To forward Logstash events to the NetWitness in RFC-5424 format, you need to install the NetWitness codec on your system and refer to it in your output plugin configuration.

To install or update the codec:

Note: The following procedure can be performed on either Linux or Windows: instructions that are specific to an OS are noted.

  1. Download offline installer from NetWitness Link in the following location: NetWitness Codec Installer
  2. Copy the downloaded NetWitness ZIP archive to the system where Logstash runs.

  3. Open a command prompt and change directory to Logstash home:

    • On Linux: cd /usr/share/logstash.

    • On Windows: cd: logstash_directory

      For example: cd: c:\Logstash\

  4. Stop the logstash service, if it is running.

    • On Linux, run the following command:

      systemctl stop logstash

    • On Windows, open the Services window (you can search for it or find it from the Start menu), then locate the Logstash service in the list and click Stop the service.

  5. Run the following command and check to see if logstash-codec-netwitness is listed.

    • On Linux:

      bin/logstash-plugin list

    • On Windows:

      .\bin\logstash-plugin list

  6. If it is listed, delete it by running the following command:

    • On Linux:

      bin/logstash-plugin remove logstash-codec-netwitness

    • On Windows:

      .\bin\logstash-plugin remove logstash-codec-netwitess

  7. To install the latest package, run the following command:

    • On Linux:

      bin/logstash-plugin install file:///<path-to-file>/logstash-codec-netwitness-offline-<version>.zip

    • On Windows:

      .\bin\logstash-plugin install file:///<path-to-file>/logstash-codec-netwitness-offline-<version>.zip

      Note: Make sure to use forward slashes (/) as a separator between Windows sub-folders for the path to the logstash installation package.

    If the codec is installed correctly, you receive a confirmation message.
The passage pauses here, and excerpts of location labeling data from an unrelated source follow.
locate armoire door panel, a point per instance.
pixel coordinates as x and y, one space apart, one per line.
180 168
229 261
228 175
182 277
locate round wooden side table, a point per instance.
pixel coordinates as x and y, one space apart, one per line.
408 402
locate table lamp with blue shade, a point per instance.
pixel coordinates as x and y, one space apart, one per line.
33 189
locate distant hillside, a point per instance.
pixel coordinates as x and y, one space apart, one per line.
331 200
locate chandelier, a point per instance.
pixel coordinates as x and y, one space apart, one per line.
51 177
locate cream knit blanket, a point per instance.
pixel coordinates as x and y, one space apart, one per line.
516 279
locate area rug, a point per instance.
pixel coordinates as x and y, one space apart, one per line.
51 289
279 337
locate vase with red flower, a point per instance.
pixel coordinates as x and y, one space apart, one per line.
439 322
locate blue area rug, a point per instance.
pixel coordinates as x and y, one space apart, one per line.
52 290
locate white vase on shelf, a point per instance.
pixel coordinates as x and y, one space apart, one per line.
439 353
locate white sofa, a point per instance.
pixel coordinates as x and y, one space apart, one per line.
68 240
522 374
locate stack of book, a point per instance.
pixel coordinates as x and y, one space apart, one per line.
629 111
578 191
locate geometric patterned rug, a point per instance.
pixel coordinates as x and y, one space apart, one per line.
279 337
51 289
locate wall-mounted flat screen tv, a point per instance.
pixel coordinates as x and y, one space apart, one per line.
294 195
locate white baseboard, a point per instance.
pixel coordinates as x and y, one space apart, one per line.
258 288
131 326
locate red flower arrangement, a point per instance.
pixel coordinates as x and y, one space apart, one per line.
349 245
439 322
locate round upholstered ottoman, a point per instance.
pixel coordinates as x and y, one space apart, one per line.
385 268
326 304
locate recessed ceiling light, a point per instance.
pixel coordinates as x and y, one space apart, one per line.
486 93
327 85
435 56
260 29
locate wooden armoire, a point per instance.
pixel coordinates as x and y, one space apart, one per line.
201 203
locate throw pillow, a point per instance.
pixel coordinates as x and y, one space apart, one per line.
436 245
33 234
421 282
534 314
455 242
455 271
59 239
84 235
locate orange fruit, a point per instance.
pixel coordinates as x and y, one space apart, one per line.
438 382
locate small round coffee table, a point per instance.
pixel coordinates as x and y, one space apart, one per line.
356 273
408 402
The following is an example:

    Installing file: /usr/share/logstash/logstash-codec-netwitness-offline-1.0.0.zip

    Install successful

  8. Below are default paths for logstash configurations. All output, filter, and input configuration files are under these folders.

    we would go over those configuration files in later sections.

    • For Linux: /etc/logstash/conf.d/

    • For Windows: logstash_directory/config/

    For details on output files, see Configure Logstash Output Plugins. For details on input and filter plugins, see Logstash Input and Filter plugins.

  9. Start the logstash service:

    • On Linux, run the following command:

      systemctl start logstash

    • On Windows, open the Services window (you can search for it or find it from the Start menu), then locate the Logstash service in the list and click Start the service.